Certains éléments peuvent être ajustés pour réduire cette distance : le destinataire peut être éduqué, préparé, voire manipulé à recevoir l’œuvre. Une campagne de marketing, par exemple, peut préparer le terrain pour le nouvel opus d’un auteur. Par le style de l’auteur, son approche, sa manière, cet écart, à l’inverse, peut être figé. Romain Gary, voulant altérer ce lien intrinsèque, s’était créé un alter ego : Emile Ajar. Bernard Perron (2007a:24), pour le cinéma de genre, présente ainsi la situation « Avant même qu’ils soient assis dans la salle de cinéma, des intermédiaires culturels (bandes annonces, publicités, promotion et les critiques de film) vont permettre aux destinataires d’inférer l’histoire. » [je traduis]. Cette distance peut être ajustée aussi a posteriori de l’acte de création. Par exemple, au théâtre, en fait pour tous les arts de la scène, le metteur en scène pourra adapter l’œuvre à l’époque actuelle, transposer Vérone et les conflits familiaux de Roméo et Juliette dans le contexte urbain des guerres de gangs de rue, ajoutant à l’œuvre et modifiant cette relation entre Shakespeare et le spectateur. L’acteur peut encore ajuster l’espace relationnel en adaptant son jeu au public, d’une manière globale, mais aussi, d’une manière spécifique, soir après soir en fonction de la réaction du public qui peut applaudir, chahuter, huer ou simplement ne pas être convaincu.

Cette chaîne de transformation de l’œuvre est à retenir: l’œuvre voyage, se transmute, se modifie constamment avant d’être, comme le dit Umberto Eco (1965), consommée par son destinataire. Lancée sur cette distance entre un créateur et son auditoire, nous retrouvons l’œuvre, transformée par le média. Ce média transporte l’idée du créateur vers le destinataire, porte l’œuvre, établit un pont entre l’un et l’autre, et définit largement l’expérience. Le média impose des règles, certains codes sont entendus, certains signes sont attendus. Ainsi chaque média a ses propres contraintes et limitations techniques, son histoire, une portée sociale, définit une forme spécifique de narrativité et ainsi de suite.
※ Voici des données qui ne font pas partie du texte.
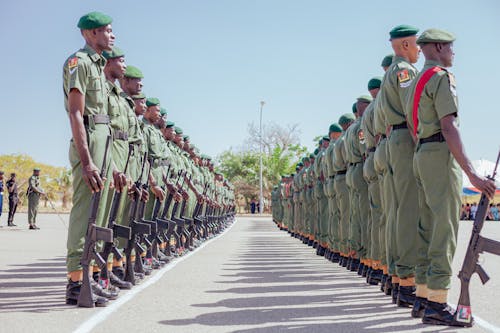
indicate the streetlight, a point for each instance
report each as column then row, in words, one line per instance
column 261, row 201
Jay Bolter et Richard Grusin (1999:65) proposent une définition simple du média : un média est ce qui transforme (remediates).
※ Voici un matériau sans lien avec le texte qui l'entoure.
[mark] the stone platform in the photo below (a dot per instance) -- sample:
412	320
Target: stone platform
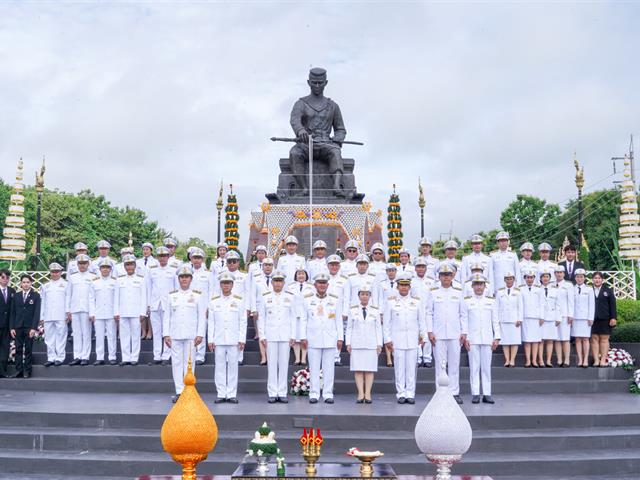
104	422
L’arrivée des jeux vidéo, mais surtout l’arrivée de l’hyperfiction, ajoute une composante à l’équation : l’interaction, une relation bidirectionnelle : le destinataire doit maintenant réagir à l’œuvre ; il doit répondre à des questions, des demandes du créateur – le créateur peut donc, par ces mécaniques établir une réciprocité avec le destinataire.

Le conflit entre l’auteur et le joueur, entre la narrativité et l’interactivité:

Le joueur est invité à participer, à interagir à un niveau ludique/compétitif et à un niveau narratif. Dans le cadre du jeu ou du jeu vidéo, nous donnons au joueur des instructions très précises. Un sous-ensemble de ces instructions donne au joueur les paramètres nécessaires pour compléter le jeu, un second sousensemble de ces règles détermine les paramètres pour gagner. Un ensemble supplémentaire d’instructions, sans être complémentaire aux premières, mais pouvant y être greffé, définit comment le jeu s’intègre dans une fiction.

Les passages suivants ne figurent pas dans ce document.